Wednesday, 12 November 2014 09:52
By Patrick Ogilvy
As a reminder, one way to describe the Hobby Lobby ruling is to say that the Supreme Court gave a family-owned, for-profit corporation the right to be exempt from a federal law if its owners can show such a law goes against their closely-held religious beliefs. This ruling allows corporations to challenge the Affordable Care Act’s (ACA) mandates, and if successful, to be able to escape the fines for not adhering to the ACA.
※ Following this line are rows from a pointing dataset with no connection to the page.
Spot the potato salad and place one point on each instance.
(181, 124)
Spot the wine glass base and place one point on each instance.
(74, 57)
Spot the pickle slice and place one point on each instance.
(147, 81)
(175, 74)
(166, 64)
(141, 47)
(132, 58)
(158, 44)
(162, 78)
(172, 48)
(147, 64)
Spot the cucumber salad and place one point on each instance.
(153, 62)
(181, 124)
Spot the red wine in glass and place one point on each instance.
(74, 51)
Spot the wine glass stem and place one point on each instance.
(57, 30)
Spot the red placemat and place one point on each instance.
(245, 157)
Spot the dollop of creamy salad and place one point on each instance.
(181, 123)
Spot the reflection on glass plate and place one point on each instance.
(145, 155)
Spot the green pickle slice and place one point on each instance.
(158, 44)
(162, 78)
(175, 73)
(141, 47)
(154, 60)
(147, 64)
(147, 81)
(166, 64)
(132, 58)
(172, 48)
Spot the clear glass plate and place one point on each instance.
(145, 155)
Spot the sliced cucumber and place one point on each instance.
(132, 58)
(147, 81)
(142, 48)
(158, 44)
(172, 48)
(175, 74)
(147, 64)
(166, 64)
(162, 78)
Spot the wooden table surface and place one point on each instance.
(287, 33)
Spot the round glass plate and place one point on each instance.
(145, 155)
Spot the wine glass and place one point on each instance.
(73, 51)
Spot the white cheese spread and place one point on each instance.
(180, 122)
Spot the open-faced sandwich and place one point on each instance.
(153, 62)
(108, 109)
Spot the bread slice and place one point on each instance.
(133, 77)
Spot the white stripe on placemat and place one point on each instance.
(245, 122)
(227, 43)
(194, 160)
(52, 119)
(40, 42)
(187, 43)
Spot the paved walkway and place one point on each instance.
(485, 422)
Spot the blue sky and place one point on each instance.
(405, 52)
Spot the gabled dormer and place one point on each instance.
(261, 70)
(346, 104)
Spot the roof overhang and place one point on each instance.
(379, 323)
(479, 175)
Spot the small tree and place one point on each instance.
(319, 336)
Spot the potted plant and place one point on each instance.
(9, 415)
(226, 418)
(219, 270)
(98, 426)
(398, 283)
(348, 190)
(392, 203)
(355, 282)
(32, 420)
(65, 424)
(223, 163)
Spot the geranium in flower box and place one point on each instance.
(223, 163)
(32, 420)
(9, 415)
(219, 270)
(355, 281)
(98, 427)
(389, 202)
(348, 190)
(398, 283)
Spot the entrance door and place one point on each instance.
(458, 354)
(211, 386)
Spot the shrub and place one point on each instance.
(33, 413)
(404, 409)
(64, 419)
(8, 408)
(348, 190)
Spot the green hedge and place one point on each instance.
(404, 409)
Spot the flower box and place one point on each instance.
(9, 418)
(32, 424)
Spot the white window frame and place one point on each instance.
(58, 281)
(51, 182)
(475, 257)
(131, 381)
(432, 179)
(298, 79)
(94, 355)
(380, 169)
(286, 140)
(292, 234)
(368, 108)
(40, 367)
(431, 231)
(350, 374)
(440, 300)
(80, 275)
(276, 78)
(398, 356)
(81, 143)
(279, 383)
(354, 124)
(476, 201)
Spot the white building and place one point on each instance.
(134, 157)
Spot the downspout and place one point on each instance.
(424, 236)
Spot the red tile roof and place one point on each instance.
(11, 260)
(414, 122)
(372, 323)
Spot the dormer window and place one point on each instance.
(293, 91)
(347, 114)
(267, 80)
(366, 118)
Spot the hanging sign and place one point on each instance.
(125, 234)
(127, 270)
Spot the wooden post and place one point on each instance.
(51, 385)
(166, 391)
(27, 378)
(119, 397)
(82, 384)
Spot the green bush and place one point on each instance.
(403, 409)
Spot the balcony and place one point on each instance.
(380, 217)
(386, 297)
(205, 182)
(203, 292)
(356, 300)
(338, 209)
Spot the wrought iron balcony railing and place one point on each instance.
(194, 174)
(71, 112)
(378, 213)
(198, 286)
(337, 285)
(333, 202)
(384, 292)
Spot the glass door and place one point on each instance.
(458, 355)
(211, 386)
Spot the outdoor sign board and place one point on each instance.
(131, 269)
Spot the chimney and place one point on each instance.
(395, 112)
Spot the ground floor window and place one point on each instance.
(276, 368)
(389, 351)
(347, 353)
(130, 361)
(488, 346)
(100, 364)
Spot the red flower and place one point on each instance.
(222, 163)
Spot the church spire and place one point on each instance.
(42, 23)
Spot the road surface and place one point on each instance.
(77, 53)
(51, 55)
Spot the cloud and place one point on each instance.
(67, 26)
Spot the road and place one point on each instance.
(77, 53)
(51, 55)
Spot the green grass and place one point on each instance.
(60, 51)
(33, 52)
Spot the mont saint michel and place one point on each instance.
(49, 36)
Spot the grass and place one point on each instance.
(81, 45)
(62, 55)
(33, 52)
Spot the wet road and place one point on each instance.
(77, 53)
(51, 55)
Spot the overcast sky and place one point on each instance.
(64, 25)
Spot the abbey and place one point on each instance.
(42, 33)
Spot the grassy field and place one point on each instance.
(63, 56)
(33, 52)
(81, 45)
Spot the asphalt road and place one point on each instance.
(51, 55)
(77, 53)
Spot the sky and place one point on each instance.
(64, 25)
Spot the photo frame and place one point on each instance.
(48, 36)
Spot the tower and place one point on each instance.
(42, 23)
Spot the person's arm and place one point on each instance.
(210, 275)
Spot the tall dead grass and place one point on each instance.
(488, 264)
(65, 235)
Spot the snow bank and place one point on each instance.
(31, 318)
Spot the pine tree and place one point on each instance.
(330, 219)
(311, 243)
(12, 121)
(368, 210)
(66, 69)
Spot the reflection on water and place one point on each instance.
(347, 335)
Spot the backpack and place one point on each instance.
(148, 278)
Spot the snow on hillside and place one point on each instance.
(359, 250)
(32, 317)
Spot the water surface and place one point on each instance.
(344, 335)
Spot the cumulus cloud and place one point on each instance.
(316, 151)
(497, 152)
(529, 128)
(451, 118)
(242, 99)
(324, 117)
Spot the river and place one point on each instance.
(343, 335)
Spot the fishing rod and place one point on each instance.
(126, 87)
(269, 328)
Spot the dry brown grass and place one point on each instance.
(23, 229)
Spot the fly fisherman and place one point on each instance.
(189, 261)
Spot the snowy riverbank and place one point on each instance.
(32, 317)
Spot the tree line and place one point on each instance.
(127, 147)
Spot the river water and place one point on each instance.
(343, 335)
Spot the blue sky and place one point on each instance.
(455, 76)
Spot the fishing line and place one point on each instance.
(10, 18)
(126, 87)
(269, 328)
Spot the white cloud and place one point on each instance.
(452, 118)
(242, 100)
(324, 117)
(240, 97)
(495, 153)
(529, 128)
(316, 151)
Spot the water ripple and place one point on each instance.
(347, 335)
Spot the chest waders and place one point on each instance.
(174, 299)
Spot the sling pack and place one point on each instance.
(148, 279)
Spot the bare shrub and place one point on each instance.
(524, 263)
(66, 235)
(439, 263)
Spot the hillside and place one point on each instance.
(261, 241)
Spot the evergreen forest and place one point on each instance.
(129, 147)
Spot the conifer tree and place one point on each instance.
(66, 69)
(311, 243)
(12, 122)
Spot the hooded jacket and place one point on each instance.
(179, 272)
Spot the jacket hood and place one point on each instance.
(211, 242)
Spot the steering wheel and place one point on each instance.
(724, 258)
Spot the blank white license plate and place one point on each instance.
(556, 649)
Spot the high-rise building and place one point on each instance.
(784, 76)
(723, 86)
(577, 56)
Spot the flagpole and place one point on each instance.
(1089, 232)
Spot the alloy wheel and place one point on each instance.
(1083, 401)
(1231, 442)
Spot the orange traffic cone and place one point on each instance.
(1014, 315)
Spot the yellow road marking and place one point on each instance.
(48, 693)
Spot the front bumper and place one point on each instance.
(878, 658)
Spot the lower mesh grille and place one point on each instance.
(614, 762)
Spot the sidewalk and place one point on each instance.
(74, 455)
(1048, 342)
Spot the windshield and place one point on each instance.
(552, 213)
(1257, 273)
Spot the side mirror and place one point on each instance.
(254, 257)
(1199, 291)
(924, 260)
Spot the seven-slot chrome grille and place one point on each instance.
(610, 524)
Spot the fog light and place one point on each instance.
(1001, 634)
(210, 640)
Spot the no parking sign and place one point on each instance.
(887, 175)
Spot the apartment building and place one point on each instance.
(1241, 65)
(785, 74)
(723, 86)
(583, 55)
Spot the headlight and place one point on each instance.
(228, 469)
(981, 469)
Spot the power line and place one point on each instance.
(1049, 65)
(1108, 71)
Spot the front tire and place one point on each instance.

ACA contraceptive mandates and Hobby Lobby
Under the ACA, employers must provide non-cost-sharing health care to their enrolled female employees for “all Food and Drug Administration approved contraceptive methods, sterilization procedures, and patient education and counseling.” Prior to Hobby Lobby, the federal agencies enforcing the contraceptive provisions offered exemptions to certain religious employers like churches, but not to employers like non-profit hospitals or for-profit craft stores with similar religious beliefs. Not long after these exemptions were issued, the same federal agencies approved certain accommodations whereby the non-profit religious employer would not be involved in making the contraceptive coverage available to the employees, but the coverage would be provided with no extra cost to the employer or the employee. Still, however, the agencies refused to consider for-profit corporations.
The Supreme Court changed this in Hobby Lobby, allowing a closely-held for-profit corporation, with closely-held religious beliefs, to avoid the contraceptive mandate provisions of the ACA because the government failed to meet the least-restrictive-means standard imposed under the Religious Freedom Restoration Act (RFRA). Now the aftermath of this controversial ruling is already playing out, with several cases now up for review to be remanded for further proceedings consistent with the Hobby Lobby decision.
The Sixth Circuit’s interpretation before Hobby Lobby
One of these cases mirrored the Hobby Lobby argument, but in September of 2013, the U.S. Court of Appeals for the Sixth Circuit dismissed a complaint by a privately-held, secular company against the US Department of Health and Human Services (HHS) and other government entities claiming the ACA violated the RFRA. The court’s decision was based on a finding that the company lacked standing as individuals to bring RFRA claims. As it stands, this ruling is in direct contradiction to the Supreme Court’s decision.
Like the Hobby Lobby case, in this case the majority shareholders who owned and controlled the for-profit company were a family of practicing Roman Catholics, who claimed their closely held religious beliefs would be violated by adhering to this mandate. The Sixth Circuit, relying on previous Supreme Court cases, found the company did not have standing to bring a lawsuit under the RFRA because a corporation is not a person. The Sixth Circuit explained the purpose of incorporating an entity was “to create a distinct legal entity, with legal rights, obligations, powers, and privileges different from those of the natural individuals who created it, who own it, or whom it employs.” Based on these interpretations, the Sixth Circuit dismissed the company’s RFRA claims.
What happens now
This case was decided in September 2013. Since that time, the Supreme Court entered the Hobby Lobby ruling, which contradicts the Sixth Circuit’s interpretation of the Supreme Court’s previous cases. On July 1, 2014, the Sixth Circuit’s decision was vacated and remanded for further consideration in light of the Hobby Lobby ruling, and on August 4, 2014, judgment was issued in favor of the company. This is not the only past case-ruling that is up for re-interpretation. Many disagree over whether the Supreme Court ruling was appropriate and whether the federal statutes at issue were properly interpreted, but one commonly held opinion is the Hobby Lobby ruling affects much more than just the ACA. The foundation of the ruling now opens the door for privately held corporations to individual and specific exceptions and exemptions to complying with federally enacted law.